Anyway I'm currently reading this Nicholas Tarling book on Nationalism in SEA and it's bringing me back to the stuffy theatrette and the badly designed foldable tables. There are fond memories and there are less-fond memories, and in this bizarre mental flurry of time and reminiscing, I realise with much horror that my SATs are in two months' time and I haven't done a full paper yet. Therefore I suck at being Asian.  I will obviously fail the writing section because the examiners are going to resurrect David Foster Wallace and he will dissect every sentence I write and mock its terrible non-native speaker grammar, and then I'll feel wronged, insecure and disillusioned once more. This will be the emotional fuel for my memoir, a slim volume of recollections that will be published posthumously, in the year 2300, in a Chinese archeology monograph about folk writing among the urban underclass. 
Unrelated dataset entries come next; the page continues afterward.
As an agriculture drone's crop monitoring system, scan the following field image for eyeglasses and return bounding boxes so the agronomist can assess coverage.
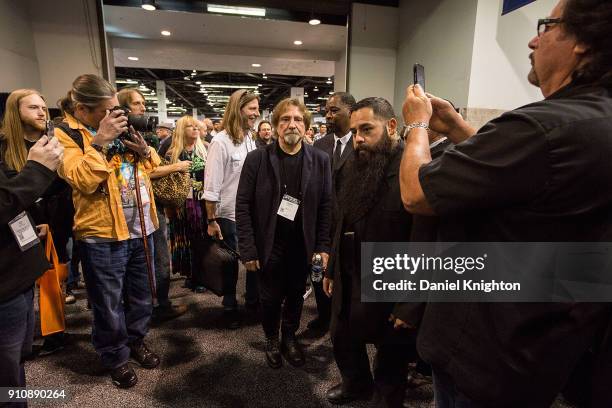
[538,18,563,37]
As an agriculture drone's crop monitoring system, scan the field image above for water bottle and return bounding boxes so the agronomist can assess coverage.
[310,254,323,282]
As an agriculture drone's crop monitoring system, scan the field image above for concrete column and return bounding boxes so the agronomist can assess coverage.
[155,81,168,123]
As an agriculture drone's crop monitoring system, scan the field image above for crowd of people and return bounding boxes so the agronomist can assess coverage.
[0,0,612,408]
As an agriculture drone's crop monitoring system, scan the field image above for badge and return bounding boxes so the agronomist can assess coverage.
[9,211,40,252]
[277,194,300,221]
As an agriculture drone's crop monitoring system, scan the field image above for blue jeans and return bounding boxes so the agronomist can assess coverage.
[0,288,34,407]
[433,369,484,408]
[79,235,153,369]
[217,218,259,309]
[152,206,171,307]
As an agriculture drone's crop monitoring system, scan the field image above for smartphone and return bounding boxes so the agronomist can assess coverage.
[45,120,55,140]
[412,64,425,92]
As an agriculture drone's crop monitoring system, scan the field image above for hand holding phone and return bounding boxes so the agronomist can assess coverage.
[45,120,55,140]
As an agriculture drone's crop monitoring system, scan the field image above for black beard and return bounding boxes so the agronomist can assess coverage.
[338,129,398,224]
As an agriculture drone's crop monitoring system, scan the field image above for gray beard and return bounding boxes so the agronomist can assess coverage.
[284,133,302,146]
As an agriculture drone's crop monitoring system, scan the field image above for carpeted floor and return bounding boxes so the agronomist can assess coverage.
[26,274,567,408]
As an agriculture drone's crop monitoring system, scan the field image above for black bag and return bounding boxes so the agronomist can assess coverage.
[191,237,240,296]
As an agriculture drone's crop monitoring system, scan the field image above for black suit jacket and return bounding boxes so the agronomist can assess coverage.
[331,145,412,342]
[236,142,332,267]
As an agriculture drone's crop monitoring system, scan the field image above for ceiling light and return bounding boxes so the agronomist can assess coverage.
[206,4,266,17]
[204,84,257,89]
[141,0,157,11]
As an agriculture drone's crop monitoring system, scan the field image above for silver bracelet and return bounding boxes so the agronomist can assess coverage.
[404,122,429,139]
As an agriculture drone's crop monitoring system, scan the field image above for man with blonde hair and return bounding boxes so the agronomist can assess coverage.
[204,89,259,329]
[236,99,331,368]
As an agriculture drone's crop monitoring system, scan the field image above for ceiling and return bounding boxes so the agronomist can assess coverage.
[116,67,333,117]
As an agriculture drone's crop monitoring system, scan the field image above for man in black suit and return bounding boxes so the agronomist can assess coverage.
[308,92,355,333]
[236,99,332,368]
[323,98,414,407]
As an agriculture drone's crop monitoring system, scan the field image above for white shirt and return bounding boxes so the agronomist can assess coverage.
[204,130,257,221]
[334,130,352,156]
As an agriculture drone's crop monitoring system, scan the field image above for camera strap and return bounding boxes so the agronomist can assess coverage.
[134,158,157,304]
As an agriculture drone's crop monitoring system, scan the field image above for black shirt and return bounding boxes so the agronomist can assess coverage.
[417,85,612,407]
[276,145,304,238]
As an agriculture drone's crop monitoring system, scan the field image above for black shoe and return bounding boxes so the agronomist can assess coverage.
[111,363,138,388]
[152,305,187,323]
[281,337,306,367]
[38,332,65,357]
[130,341,159,368]
[64,289,76,305]
[306,317,329,331]
[325,383,374,405]
[221,309,241,330]
[266,337,283,368]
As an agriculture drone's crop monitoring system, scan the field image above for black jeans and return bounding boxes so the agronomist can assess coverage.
[0,288,34,407]
[259,239,308,337]
[217,218,259,309]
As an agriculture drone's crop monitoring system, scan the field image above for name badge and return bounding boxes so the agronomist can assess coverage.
[134,183,151,205]
[9,211,40,252]
[277,194,300,221]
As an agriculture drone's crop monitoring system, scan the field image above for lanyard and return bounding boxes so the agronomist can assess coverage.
[280,152,304,200]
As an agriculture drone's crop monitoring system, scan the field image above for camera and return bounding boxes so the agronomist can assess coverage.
[111,106,158,141]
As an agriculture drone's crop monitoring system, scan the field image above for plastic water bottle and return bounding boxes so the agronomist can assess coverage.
[310,254,323,282]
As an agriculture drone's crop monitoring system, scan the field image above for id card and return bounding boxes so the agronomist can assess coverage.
[134,183,151,205]
[9,211,40,252]
[277,194,300,221]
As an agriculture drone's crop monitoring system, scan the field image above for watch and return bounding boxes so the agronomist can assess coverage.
[90,143,108,154]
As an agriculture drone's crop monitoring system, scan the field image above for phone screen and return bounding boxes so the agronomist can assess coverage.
[413,64,425,91]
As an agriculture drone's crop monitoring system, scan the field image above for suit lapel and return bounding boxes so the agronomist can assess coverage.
[301,142,312,200]
[336,136,353,170]
[267,142,280,191]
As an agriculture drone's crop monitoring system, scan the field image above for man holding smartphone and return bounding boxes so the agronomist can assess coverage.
[55,74,160,388]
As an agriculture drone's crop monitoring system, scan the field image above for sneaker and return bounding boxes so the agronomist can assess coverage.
[130,341,159,368]
[111,363,138,388]
[38,332,65,357]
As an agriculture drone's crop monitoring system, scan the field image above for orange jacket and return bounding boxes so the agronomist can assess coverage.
[55,113,160,241]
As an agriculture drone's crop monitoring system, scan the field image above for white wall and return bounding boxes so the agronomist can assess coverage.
[468,0,558,110]
[30,0,102,105]
[348,3,399,104]
[394,0,478,114]
[0,0,40,92]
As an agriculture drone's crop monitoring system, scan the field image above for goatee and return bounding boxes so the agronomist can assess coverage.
[338,129,399,224]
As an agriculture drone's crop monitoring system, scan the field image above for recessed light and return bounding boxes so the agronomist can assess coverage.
[141,0,156,11]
Additionally, this insecurity is compounded by the recent questioning of the utility of my weird academic interests. Cultural anthropology? Comparative literature? Historiography? I'm surrounded by healthcare professionals dedicated to the lives of other human beings, so knowledge concerning the plurality of definitions in the study of nationalism, or describing the unity of form, content and tone in a sonnet, seems to be much of a trivial and selfish preoccupation. The narcissism of language games, the destructive acts of framing and re-framing real human problems into abstract and abstruse theory, the active complicity between language, knowledge and sources of oppression... I realize that everything I love is also everything that I condemn. 

I don't know how I'm going to reconcile these dissonant polarities. How do people in ivory towers connect with "those on the ground"? I think the very phrase "those on the ground" necessarily frames and re-enforces a vertical relationship that will continue to stay vertical unless a deeply horizontal relationship is established and sustained. Can one really take an interest in the "expressions of humanity" without firstly taking an interest in what's primal and fundamental in sustaining these "expressions"? Does anyone feel this way too?

Thursday, December 01, 2011

sentences all around me

"With the rise of ethnography — as described by Stocking, and also as demonstrated in linguistics, racial theory, historical classification — there is a codification of difference, and various evolutionary schemes going from primitive to subject race, and finally to superior or civilized peoples."

"Sweetheart, you still have scads of time for things like that. Your whole life is ahead of you."

"Thou thimble,/ Thou yard, three-quarters, half-yard, quarter, nail!"

"For this recipe we're adding grated apple to exxy strawberries, making the jam stretch further."

"At the start of the play, Richard has just had his brother Clarence arrested and placed in the Tower of London."

"He frowned and looked sideways at the phone, as if the phone itself had betrayed him."

"To what extent should the State involve itself in the world of business?"